I’m also not saying The Torch is a replacement for food stamps or any other support system out there for people in need. We are not. Really? One weekly hot meal? We know better than that. Our goal - as we have stated repeatedly - is to bring a hot meal, serve it to people without judgment, and with a smile and to treat them with the dignity and compassion they deserve as human beings. We want to talk with people and get to know their stories and show them there are people in the world who care. We want our stories and lives to bring hope to others, because every single life has value. Every single individual is priceless.
These past few weeks have been both amazingly awesome and incredibly difficult. God has answered prayer after prayer, often surprising me with His timing, always blessing me with His response. As the time draws near for us to start serving God and our fellow human beings with the food truck, the solemnity of the situation is not lost on me. I realize this is a tremendous undertaking with great responsibility. I have dedicated myself to reaching out more and more to God, trying to come into an even deeper relationship with Him, so it is His will I am doing and not mine. My prayer time is longer, my Bible study more intense. I keep my radio in the car on the Christian music station all the time, but have found the DJs to be annoying. I was challenged at church to use the audio version of the Bible on my iphone so I can listen while I drive. I did that this week and it is really helping me to feed my soul.

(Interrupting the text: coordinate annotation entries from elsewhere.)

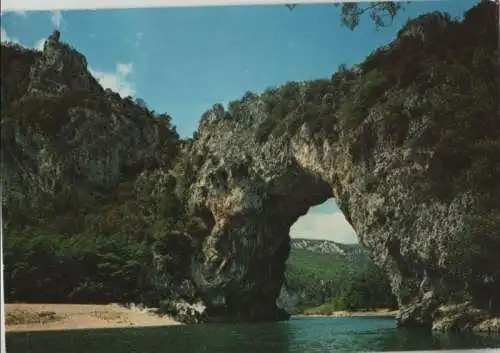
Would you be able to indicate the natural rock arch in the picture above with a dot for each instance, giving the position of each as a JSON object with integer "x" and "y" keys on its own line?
{"x": 395, "y": 181}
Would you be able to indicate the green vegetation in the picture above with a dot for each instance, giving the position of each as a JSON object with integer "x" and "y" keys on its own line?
{"x": 382, "y": 13}
{"x": 23, "y": 317}
{"x": 333, "y": 281}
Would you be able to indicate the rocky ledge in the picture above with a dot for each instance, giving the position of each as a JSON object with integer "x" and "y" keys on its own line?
{"x": 407, "y": 142}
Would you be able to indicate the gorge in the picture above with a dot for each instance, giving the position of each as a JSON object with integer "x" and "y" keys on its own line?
{"x": 407, "y": 142}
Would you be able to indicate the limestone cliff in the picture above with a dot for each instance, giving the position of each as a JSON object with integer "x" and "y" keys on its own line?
{"x": 400, "y": 142}
{"x": 407, "y": 142}
{"x": 61, "y": 129}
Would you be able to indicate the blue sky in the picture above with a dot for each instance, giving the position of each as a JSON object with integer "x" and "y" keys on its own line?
{"x": 184, "y": 60}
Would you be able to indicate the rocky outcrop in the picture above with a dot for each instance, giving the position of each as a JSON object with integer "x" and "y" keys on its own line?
{"x": 407, "y": 143}
{"x": 60, "y": 128}
{"x": 397, "y": 185}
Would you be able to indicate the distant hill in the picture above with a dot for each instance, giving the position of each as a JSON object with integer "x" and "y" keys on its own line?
{"x": 316, "y": 270}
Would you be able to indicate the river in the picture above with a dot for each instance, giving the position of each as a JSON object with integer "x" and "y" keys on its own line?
{"x": 298, "y": 335}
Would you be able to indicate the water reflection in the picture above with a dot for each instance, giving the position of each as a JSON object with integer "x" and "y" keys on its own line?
{"x": 299, "y": 335}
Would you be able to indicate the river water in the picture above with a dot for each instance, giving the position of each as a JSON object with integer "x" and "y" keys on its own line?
{"x": 298, "y": 335}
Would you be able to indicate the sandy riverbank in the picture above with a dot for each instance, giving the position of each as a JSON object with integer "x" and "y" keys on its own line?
{"x": 380, "y": 313}
{"x": 41, "y": 317}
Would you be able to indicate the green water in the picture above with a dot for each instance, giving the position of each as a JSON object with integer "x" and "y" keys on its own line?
{"x": 298, "y": 335}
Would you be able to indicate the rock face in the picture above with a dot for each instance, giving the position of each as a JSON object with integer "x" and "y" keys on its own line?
{"x": 398, "y": 188}
{"x": 407, "y": 143}
{"x": 75, "y": 133}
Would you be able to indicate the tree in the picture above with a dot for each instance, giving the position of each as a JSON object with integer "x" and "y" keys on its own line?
{"x": 382, "y": 13}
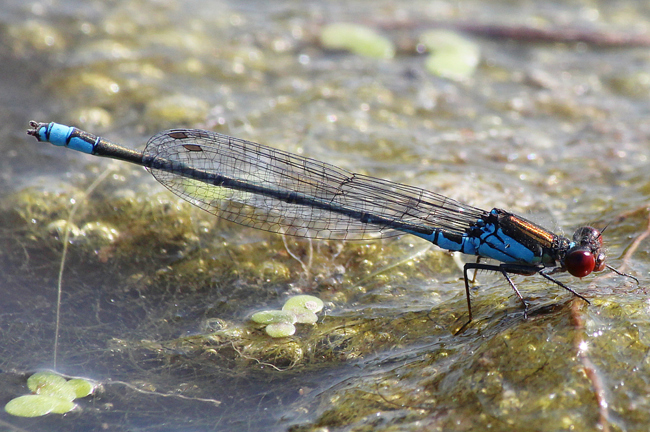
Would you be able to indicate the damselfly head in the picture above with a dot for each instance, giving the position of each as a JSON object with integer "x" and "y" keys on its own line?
{"x": 586, "y": 255}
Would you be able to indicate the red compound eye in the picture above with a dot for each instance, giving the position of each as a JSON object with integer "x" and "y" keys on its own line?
{"x": 580, "y": 262}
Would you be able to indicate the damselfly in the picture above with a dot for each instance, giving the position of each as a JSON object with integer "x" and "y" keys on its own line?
{"x": 273, "y": 190}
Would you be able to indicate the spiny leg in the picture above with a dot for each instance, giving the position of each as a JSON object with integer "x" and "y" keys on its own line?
{"x": 557, "y": 282}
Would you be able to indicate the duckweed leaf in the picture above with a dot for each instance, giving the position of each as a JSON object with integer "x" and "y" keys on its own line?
{"x": 37, "y": 405}
{"x": 303, "y": 302}
{"x": 274, "y": 317}
{"x": 278, "y": 330}
{"x": 358, "y": 39}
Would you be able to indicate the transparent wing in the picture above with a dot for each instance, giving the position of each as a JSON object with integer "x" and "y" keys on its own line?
{"x": 269, "y": 189}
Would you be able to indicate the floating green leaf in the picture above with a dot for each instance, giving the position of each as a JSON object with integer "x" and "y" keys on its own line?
{"x": 452, "y": 55}
{"x": 274, "y": 317}
{"x": 278, "y": 330}
{"x": 302, "y": 302}
{"x": 38, "y": 405}
{"x": 357, "y": 39}
{"x": 306, "y": 317}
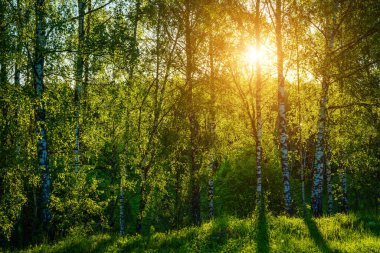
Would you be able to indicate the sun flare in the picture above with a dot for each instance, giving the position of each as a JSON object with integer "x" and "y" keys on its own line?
{"x": 254, "y": 54}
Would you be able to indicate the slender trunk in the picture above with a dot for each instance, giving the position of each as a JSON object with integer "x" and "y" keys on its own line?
{"x": 317, "y": 190}
{"x": 79, "y": 78}
{"x": 18, "y": 44}
{"x": 134, "y": 45}
{"x": 143, "y": 170}
{"x": 343, "y": 185}
{"x": 86, "y": 63}
{"x": 122, "y": 209}
{"x": 282, "y": 111}
{"x": 3, "y": 43}
{"x": 212, "y": 127}
{"x": 258, "y": 110}
{"x": 303, "y": 163}
{"x": 300, "y": 142}
{"x": 316, "y": 198}
{"x": 329, "y": 182}
{"x": 195, "y": 194}
{"x": 38, "y": 68}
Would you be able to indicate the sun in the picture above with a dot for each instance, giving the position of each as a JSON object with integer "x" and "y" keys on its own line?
{"x": 254, "y": 54}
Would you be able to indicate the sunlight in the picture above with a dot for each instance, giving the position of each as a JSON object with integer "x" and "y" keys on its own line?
{"x": 254, "y": 55}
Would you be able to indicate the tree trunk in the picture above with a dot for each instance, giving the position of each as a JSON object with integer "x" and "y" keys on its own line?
{"x": 258, "y": 110}
{"x": 134, "y": 45}
{"x": 194, "y": 127}
{"x": 343, "y": 183}
{"x": 3, "y": 44}
{"x": 212, "y": 127}
{"x": 122, "y": 209}
{"x": 282, "y": 111}
{"x": 38, "y": 68}
{"x": 329, "y": 182}
{"x": 79, "y": 78}
{"x": 143, "y": 196}
{"x": 317, "y": 190}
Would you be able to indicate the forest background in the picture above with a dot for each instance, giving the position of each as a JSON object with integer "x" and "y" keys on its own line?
{"x": 132, "y": 116}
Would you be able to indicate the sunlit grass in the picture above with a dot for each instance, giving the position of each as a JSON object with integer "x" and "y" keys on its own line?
{"x": 339, "y": 233}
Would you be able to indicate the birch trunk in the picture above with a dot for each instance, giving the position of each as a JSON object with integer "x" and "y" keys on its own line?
{"x": 79, "y": 78}
{"x": 300, "y": 142}
{"x": 330, "y": 202}
{"x": 122, "y": 209}
{"x": 143, "y": 196}
{"x": 38, "y": 68}
{"x": 18, "y": 44}
{"x": 282, "y": 110}
{"x": 317, "y": 190}
{"x": 212, "y": 127}
{"x": 258, "y": 110}
{"x": 343, "y": 183}
{"x": 134, "y": 46}
{"x": 3, "y": 43}
{"x": 189, "y": 48}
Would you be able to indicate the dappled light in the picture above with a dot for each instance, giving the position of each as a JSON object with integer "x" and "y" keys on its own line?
{"x": 189, "y": 126}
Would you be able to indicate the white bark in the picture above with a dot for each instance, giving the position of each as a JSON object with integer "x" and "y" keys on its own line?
{"x": 258, "y": 110}
{"x": 42, "y": 150}
{"x": 79, "y": 78}
{"x": 282, "y": 110}
{"x": 317, "y": 190}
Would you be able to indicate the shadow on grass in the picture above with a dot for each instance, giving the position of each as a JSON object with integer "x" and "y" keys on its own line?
{"x": 85, "y": 245}
{"x": 104, "y": 244}
{"x": 317, "y": 236}
{"x": 262, "y": 236}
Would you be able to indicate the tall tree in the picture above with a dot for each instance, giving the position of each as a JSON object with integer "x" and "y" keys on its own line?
{"x": 38, "y": 69}
{"x": 79, "y": 77}
{"x": 258, "y": 107}
{"x": 194, "y": 125}
{"x": 282, "y": 109}
{"x": 317, "y": 190}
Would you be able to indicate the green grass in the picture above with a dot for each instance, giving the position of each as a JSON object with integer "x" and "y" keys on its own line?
{"x": 339, "y": 233}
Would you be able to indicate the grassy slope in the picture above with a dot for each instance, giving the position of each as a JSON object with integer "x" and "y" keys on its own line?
{"x": 340, "y": 233}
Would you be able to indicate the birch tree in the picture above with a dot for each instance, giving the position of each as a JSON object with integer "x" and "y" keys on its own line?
{"x": 281, "y": 108}
{"x": 38, "y": 69}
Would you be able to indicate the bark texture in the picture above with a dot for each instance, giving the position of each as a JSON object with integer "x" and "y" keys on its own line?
{"x": 38, "y": 68}
{"x": 194, "y": 126}
{"x": 317, "y": 189}
{"x": 79, "y": 79}
{"x": 282, "y": 110}
{"x": 258, "y": 110}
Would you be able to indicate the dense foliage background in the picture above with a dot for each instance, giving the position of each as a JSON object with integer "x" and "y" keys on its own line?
{"x": 150, "y": 111}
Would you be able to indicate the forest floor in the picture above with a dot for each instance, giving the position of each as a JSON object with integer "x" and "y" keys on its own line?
{"x": 266, "y": 233}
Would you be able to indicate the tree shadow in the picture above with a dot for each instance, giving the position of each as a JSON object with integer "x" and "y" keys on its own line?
{"x": 262, "y": 236}
{"x": 104, "y": 244}
{"x": 317, "y": 236}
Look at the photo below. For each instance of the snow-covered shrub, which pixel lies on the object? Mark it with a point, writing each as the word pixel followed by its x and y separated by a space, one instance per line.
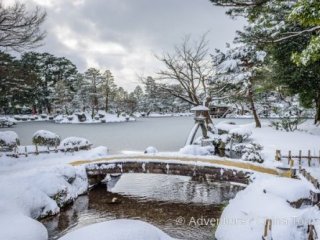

There are several reasons I wanted to discipline myself even more and draw closer to God, especially right now. The biggest motivator is the fact in just a couple of days we will be bringing the food truck to town and embarking on the biggest spiritual journey of my life. Successfully navigating any journey requires nourishment - and I feel like this one requires mega-preparation. I have already met so many new people and allowed so many into my life - something which is often outside my comfort zone. I want my life to show I really believe what I say. There have also been fantastic answers to prayer as I find myself praying in the spirit more frequently. And these things remind me I am blessed and loved and that my life is really not in my own hands. There is peace in knowing that.
Having said all that there have also been some very difficult days these past few weeks. I was sick for awhile and that included a headache which continuously woke me up at night. It made me feel constantly irritable and impatient. In addition, there was a cough which is very annoying and lingers still. I am not used to having issues with my health, so it always gets me down when it happens.
Then there have been some very tense times as Sarah and I try to sort through everything which must be done and prioritize the needs of The Torch. We don’t always see eye-to-eye about what we are doing and that causes friction between us. Each of us brings unique gifts to this project. It is very clear to both of us we need our Board of Directors to grow and expand so we can focus on the areas God has gifted us for while allowing others to bless with theirs. We know the two of us don’t have all the answers to every question that comes up and we want to be wise as we move forward with The Torch. Quite often each of us have different ideas about how to solve some of the problems we have faced. We have frustrated each other on several occasions and had to take time to cool off so we could re-group.